Теперь мне было нужно возвращаться в Нью-Йорк и испытать на себе гнев Джулиана. Но перед этим у меня оставалось чуть-чуть времени, чтобы побыть наедине со своим братом. Пол повел Хенни и Кэрри в кино, а мы с Крисом бродили по кампусу.
— Вон, видишь окно на третьем этаже, пятое от того конца — это моя бывшая комната, в которой я жил с Хенком. В нашей группе было восемь ребят, и все года в колледже и потом в университете мы провели вместе: занимались вместе и на свидания ходили вместе.
— Ох, — вздохнула я, — и много ты ходил на свидания?
— Только по выходным. Слишком плотное расписание, чтобы общаться в будни. Легких предметов у нас не было, Кэти. Очень уж много надо знать: физика, биология, химия, анатомия и так без конца.
— Ты не говоришь мне того, что я хочу услышать. С кем ты встречался? Была ли у тебя и есть ли сейчас своя девушка?
Он схватил мою руку и привлек меня ближе к себе.
— Ну, что я должен перечислить их всех одну за другой и поименно? Это заняло бы несколько часов. Если бы у меня была своя девушка, мне нужно было бы назвать только одно имя, а этого-то я сделать и не могу… Мне все они нравились… но ни одна из них настолько, чтобы ее полюбить, если ты именно это хочешь знать.
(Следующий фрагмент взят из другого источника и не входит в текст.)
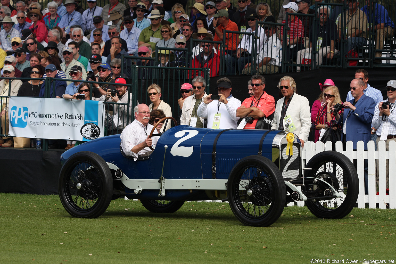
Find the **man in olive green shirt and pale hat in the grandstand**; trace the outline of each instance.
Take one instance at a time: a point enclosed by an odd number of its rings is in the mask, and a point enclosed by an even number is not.
[[[142,30],[139,36],[138,46],[151,47],[151,50],[155,50],[156,43],[162,40],[161,34],[161,20],[164,15],[160,15],[160,11],[154,9],[150,15],[147,16],[151,20],[151,25]]]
Да, именно это я и хотела выяснить.
— Уверена, ты не блюдешь полного воздержания, пусть и не можешь влюбиться.
— Не твое дело, — беззаботно сказал он.
— Нет, мое. Мне было бы спокойно, знай я, что у тебя есть любимая девушка.
— Так у меня есть любимая девушка, — ответил он. — Я знаком с ней всю жизнь. Когда я ложусь вечером спать, мне она снится танцующей до упаду, зовущей меня по имени, целующей меня в щеку, вскрикивающей от кошмаров, и я просыпаюсь, чтобы вычесать из ее волос смолу.
— Иногда я просыпаюсь, и на мне нет живого места так же, как и на ней, и мне снится, что я целую полосы от розги… Еще мне снится некая ночь, когда мы с ней выбрались на холодную шиферную крышу и смотрели в небо, а она сказала, что луна — это Око Божье, глядящее вниз и прощающее нас за то, какие мы есть. Такая вот, Кэти, та девушка, которая является мне, повелевает мной, наполняет мое сердце безысходностью и омрачает мне каждый час, проведенный с другими девушками. Они просто не могут соответствовать заданному ей образцу. И Бога ради, я надеюсь, такой ответ тебя удовлетворяет.
Будто во сне я повернулась, чтобы идти дальше. Потом все так же во сне я обняла его и посмотрела ему в лицо, прекрасное лицо, тоже являвшееся мне.
— Не надо любить меня, Крис. Забудь меня. Сделай, как сделала я, впусти первую из тех, кто постучится в твою дверь.